Most of the pots I like to make are tableware: mugs, bowls, plates, teapots, jugs and others. They are inspired by the function of the pot and by the decoration I apply to them. Because the glazes I like to use are very fluid, they fire to different colours so the pots I unpack from the kiln are to that extent unpredictable, which I like. Increasingly, I enjoy experimenting with different forms of decoration - underglazes, glazes, decorating glazes, and precious metal and coloured lustres. I like to have fun with the decoration of my pots and my overall style can be described as 'cheery'. The fluid glazes and reduction firing mean that the colours are not uniform and often vary considerably from pot to pot. Often it is the subtle change in the colour of a glaze as it makes its way round a pot which is the real delight.

ranges of designs
Clay and making

I throw all my pots on an electric wheel. After throwing, some pots are then altered in one way or another. Heart shaped dishes are formed while on the wheel, oval dishes once the pots are 'leather hard' and animals and other shapes are also sculpted on at the leather hard stage.

Glazes and decorating colours

All my pots are glazed before the pot is fired at all. This is known as "raw glazing". Raw glazing has the advantage of economy of firings but the disadvantage that the pots are much more vulnerable at the glazing stage and there are some problems that only show up in the firing, however it's the way I've always worked, and wouldn't want to do it any other way. I add colour using a variety of techniques and materials which not only have their own range of colours but are very different in consistency and therefore method of application and I tend to mix and match throughout the range of pots that I make.

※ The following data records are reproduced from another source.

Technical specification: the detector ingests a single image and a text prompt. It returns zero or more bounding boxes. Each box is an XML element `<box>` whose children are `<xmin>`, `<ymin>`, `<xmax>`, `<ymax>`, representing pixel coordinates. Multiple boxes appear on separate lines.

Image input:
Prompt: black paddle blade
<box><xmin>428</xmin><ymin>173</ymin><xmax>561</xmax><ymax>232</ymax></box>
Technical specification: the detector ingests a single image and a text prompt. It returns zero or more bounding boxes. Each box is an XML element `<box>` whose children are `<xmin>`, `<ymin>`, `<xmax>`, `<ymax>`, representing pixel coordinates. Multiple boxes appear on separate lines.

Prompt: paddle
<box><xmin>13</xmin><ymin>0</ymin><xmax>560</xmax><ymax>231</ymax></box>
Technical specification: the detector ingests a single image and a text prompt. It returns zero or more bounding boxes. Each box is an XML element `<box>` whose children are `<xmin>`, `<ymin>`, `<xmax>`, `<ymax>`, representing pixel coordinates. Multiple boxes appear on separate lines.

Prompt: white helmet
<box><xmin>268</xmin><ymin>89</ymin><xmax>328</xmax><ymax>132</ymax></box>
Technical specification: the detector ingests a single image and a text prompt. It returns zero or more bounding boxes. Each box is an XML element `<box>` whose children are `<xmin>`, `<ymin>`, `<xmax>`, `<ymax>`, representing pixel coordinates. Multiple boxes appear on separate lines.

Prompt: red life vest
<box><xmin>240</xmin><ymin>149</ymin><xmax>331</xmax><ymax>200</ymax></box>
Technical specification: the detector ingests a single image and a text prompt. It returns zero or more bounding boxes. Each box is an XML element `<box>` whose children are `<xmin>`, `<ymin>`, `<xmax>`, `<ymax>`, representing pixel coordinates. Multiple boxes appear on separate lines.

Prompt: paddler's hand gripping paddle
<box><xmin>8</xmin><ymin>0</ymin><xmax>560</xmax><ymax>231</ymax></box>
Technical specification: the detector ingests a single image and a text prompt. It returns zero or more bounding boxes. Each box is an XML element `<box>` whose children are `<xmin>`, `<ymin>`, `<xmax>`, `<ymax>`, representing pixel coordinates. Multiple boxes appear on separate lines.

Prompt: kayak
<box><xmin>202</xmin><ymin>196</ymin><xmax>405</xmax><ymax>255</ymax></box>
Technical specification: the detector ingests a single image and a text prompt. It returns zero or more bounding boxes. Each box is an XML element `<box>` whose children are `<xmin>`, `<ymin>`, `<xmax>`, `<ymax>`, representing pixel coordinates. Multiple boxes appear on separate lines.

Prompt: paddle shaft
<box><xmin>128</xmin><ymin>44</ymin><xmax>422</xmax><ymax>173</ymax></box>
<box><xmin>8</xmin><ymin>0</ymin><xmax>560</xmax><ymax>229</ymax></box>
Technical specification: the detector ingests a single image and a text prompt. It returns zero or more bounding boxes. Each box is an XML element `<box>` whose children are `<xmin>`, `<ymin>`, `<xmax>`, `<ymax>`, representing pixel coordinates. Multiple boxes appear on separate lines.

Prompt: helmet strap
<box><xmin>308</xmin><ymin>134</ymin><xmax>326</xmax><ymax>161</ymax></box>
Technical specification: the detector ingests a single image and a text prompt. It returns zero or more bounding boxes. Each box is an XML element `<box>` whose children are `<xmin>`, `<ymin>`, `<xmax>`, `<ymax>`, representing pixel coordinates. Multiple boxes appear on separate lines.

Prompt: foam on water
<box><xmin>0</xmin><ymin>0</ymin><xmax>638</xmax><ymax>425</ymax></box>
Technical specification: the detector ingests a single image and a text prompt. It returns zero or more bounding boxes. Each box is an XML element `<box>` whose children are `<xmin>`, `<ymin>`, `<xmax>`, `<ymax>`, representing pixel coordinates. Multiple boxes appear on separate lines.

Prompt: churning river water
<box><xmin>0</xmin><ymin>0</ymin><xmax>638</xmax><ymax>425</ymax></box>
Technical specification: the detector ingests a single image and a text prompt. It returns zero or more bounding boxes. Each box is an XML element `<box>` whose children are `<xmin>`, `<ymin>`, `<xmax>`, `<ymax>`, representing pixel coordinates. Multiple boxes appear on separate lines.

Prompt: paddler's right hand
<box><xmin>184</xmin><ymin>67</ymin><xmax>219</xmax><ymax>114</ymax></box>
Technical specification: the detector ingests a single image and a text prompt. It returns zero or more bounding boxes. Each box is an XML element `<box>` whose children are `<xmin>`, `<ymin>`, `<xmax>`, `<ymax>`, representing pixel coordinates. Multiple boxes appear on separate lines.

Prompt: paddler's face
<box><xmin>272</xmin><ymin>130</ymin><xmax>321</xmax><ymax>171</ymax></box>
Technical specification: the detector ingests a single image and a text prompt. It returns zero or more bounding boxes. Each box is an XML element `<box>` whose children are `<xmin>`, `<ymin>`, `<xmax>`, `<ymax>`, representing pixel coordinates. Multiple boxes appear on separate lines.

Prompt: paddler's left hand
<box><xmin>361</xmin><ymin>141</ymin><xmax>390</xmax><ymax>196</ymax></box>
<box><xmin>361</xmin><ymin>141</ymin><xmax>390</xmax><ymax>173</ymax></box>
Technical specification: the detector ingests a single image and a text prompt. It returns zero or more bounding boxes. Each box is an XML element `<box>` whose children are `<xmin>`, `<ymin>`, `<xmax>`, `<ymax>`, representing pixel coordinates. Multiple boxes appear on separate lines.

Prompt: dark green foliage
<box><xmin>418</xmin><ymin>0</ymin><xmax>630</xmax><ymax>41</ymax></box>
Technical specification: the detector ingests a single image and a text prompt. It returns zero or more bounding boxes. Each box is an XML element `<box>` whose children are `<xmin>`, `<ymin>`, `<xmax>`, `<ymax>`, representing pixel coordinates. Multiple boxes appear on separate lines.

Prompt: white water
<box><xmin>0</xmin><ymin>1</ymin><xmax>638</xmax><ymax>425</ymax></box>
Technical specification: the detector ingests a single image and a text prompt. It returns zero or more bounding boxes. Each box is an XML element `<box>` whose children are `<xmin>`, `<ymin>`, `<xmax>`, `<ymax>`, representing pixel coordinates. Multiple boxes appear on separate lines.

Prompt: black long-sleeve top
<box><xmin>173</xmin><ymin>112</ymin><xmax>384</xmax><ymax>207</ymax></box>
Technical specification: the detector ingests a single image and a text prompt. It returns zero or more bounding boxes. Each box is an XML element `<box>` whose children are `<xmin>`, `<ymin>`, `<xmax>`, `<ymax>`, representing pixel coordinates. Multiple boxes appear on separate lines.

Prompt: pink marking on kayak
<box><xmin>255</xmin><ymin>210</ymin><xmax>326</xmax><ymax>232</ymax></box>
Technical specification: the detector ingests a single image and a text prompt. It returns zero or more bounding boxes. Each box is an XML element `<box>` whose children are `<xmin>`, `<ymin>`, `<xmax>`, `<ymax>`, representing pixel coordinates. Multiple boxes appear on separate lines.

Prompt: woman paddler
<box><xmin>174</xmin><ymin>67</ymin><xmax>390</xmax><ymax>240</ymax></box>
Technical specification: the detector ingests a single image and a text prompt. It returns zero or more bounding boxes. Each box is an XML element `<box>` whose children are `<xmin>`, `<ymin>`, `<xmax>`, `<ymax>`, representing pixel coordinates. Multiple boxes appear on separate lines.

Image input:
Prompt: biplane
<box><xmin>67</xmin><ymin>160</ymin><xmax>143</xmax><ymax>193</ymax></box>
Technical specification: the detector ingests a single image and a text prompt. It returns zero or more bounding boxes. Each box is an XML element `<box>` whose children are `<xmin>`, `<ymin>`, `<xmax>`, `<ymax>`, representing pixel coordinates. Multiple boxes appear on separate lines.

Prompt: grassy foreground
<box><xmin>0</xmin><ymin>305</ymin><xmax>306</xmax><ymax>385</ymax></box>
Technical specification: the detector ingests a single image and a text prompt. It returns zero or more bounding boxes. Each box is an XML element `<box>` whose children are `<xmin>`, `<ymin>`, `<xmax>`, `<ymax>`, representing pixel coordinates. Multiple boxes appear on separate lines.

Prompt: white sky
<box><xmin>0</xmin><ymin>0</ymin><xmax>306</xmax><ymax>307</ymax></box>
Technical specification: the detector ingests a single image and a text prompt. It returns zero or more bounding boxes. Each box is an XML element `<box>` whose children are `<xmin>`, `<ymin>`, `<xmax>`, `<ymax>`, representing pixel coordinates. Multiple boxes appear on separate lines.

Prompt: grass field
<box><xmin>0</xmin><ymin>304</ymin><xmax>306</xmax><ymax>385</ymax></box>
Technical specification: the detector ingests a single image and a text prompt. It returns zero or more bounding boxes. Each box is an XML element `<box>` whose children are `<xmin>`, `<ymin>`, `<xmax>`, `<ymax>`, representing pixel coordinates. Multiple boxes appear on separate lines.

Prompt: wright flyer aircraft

Lustres are added as an optional extra stage. I use a wide range of precious metal lustres and coloured lustres. The lustre, comes in a viscous liquid which is painted onto the fired pot. The pot is then fired again to about 780deg C and the liquid is burned off, leaving a very thin layer of metal or colour behind. This is, as children like to put it, "actual gold"! (or platinum, copper, etc). It's expensive to buy so I usually use it sparingly, but you will find the occasional animal painted in solid metal lustre.


I fire by bottled gas using a reduction firing. You'll see the result of this as speckles in the glaze and it also alters the actual colours of the glazes or decorating colours. The pots are fired to either 1260deg C or 1300deg C so are well vitrified and therefore normally impervious to water even when unglazed.